History is written in the Earth — or at least that’s why Michael McCaffery says he likes archaeology.
“A lot of the projects we do get to give a voice and a face to a lot of the people that don’t have the opportunity to have one because they’re not here anymore,” McCaffery said. “Or their story hasn’t been told correctly through history.”
Not to mention, he says it’s fun.
“This really makes the 4-year-old in me really happy. I don’t know if this is a memory that my parents made up once I started doing archaeology,” McCaffery said. “They swear that I got a note sent home with me when I was in kindergarten that said I spend too much time in the sandbox.”

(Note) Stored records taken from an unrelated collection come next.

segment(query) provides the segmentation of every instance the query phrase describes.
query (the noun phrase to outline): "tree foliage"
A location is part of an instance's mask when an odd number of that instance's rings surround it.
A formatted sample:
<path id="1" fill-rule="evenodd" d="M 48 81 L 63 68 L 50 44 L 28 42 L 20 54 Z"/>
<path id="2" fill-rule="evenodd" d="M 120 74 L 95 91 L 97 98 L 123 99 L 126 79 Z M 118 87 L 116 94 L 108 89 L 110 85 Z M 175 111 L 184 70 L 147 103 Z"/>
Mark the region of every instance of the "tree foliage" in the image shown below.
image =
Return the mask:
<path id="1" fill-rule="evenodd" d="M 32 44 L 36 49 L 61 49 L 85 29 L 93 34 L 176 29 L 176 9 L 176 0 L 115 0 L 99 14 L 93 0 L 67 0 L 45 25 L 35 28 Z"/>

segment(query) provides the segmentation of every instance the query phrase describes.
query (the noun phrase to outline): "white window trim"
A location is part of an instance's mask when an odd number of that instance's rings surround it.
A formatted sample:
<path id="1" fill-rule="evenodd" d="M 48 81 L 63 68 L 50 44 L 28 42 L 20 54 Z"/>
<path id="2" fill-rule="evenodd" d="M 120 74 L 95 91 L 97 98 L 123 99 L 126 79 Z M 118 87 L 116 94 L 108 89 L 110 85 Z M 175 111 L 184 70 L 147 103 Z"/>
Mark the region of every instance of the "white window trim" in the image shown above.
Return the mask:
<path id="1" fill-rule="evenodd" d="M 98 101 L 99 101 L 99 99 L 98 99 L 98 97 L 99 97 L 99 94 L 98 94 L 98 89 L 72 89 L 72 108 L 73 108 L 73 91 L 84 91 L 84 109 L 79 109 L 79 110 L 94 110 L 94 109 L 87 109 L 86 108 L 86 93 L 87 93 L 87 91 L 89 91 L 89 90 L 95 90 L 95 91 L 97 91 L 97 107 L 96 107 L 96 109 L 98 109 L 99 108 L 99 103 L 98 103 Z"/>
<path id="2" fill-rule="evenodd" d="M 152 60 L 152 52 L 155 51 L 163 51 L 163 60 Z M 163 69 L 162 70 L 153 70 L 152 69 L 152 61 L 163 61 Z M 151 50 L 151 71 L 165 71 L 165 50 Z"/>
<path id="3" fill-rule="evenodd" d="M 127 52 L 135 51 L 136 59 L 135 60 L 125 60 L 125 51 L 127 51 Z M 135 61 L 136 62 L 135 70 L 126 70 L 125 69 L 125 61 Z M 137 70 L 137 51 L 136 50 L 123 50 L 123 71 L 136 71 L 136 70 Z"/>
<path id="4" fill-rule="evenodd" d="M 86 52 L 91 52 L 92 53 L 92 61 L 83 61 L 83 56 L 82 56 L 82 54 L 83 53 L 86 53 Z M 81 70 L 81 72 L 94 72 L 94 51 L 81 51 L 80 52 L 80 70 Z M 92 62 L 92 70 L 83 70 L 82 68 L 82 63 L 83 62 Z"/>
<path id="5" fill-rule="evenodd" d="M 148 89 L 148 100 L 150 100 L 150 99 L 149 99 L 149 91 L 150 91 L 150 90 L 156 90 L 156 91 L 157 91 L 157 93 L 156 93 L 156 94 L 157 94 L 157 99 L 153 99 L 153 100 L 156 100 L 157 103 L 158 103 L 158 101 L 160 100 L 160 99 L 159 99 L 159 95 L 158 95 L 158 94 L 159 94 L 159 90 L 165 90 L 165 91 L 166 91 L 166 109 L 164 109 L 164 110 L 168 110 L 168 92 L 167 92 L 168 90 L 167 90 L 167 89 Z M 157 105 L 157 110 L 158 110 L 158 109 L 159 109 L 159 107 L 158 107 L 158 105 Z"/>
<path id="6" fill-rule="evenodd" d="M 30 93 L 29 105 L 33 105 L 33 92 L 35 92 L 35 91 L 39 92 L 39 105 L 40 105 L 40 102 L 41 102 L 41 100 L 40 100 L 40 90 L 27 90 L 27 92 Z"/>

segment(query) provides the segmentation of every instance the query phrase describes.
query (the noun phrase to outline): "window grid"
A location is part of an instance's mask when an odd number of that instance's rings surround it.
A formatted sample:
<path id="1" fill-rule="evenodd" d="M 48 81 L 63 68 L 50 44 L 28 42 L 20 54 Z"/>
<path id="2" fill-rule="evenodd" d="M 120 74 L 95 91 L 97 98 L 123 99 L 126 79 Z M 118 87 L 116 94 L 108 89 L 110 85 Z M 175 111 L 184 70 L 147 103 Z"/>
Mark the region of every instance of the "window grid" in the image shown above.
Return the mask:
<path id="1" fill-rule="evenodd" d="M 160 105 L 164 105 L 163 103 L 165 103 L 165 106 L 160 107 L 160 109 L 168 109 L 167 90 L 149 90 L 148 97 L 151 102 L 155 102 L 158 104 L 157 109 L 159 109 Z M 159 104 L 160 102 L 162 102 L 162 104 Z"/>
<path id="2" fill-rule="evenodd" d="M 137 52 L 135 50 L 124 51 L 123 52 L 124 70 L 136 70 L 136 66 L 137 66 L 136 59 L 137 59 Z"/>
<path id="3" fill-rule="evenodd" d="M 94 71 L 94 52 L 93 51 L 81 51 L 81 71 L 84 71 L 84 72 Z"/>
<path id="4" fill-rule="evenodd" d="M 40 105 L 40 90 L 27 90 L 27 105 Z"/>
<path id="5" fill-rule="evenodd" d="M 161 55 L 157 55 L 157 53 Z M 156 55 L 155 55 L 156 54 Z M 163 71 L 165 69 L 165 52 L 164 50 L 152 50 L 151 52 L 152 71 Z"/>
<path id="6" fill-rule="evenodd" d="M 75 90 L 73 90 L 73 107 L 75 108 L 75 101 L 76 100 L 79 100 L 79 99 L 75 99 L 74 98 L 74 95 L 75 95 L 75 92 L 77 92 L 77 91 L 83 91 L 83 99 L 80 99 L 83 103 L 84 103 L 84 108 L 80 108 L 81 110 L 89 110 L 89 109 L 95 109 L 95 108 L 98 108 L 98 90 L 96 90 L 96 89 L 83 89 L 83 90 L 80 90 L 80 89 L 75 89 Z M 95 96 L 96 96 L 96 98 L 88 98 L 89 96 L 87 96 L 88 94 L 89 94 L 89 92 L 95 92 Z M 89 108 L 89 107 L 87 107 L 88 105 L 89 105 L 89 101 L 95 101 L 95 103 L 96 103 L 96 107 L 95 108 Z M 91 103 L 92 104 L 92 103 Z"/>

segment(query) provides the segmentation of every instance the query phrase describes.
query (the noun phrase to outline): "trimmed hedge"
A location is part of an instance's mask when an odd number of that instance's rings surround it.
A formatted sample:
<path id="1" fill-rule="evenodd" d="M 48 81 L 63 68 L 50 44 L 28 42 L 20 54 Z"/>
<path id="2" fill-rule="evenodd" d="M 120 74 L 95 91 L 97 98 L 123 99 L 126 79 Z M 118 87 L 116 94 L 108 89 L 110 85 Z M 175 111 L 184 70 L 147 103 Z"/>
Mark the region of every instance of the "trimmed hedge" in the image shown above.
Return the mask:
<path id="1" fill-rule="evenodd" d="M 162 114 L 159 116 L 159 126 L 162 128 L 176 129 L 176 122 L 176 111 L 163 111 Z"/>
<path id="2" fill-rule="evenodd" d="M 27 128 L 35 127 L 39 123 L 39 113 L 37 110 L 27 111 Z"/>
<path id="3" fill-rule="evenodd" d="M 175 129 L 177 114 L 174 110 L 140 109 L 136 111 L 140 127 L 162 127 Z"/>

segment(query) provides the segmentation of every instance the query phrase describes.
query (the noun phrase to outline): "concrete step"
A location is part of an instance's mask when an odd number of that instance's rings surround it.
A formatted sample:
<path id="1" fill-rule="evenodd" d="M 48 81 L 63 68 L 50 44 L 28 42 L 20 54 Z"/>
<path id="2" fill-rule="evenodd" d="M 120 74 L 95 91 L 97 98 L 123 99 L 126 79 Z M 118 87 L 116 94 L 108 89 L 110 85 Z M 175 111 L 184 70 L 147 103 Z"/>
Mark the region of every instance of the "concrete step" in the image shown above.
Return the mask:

The big sandbox he’s playing in now is on the Fort Fisher State Historic Site and it’s filled with Civil War history — but not the kind you’ll find in a book.
“You get taught the Civil War in school,” McCaffery said. “But you don’t get taught about timber, bomb-proof shelters and tunnels and stuff like that.”
That’s exactly what they’re excavating — tunnels that connected ammunition magazines and provided shelter to Confederate soldiers when the Union attacked. When Fort Fisher fell, the Union burned the tunnels. Something that field archaeologist Salina Melotti says can be seen on the charred wood that has been underground for a century and a half.
“This is supposed to be the potential, it’s like a burn pile of some sort, so we think they were either using it for cooking or potentially where the fire started in the actual shelter and the Union set it on fire initially,” Melotti said. “So all of this dark orange stain is where the fire actually burnt this soil and changed the chemistry of it to create this color.”
And that’s not all that’s been found. These archaeologists dug up bullets, cannonballs and even Native American ceramics.
McCaffery says these finds help tell the stories not just of the soldiers who worked in these tunnels, but of the enslaved natives who built them, as well.
“Cultures like this, I mean, we won’t be able to give them too much of a face, but at least we can say that they were here,” McCaffery said. “I think that’s the most rewarding part of it.”
Archaeologists like McCaffery are happy they get to help unearth these stories while learning more about such a historically significant site in North Carolina.
“This project specifically has been very eye-opening for me because I have not focused much of my career on the Civil War and just to get this deep into an earthwork is just phenomenal.”
The archaeological finds are being collected for historical data, and the tunnels will be filled back in with dirt.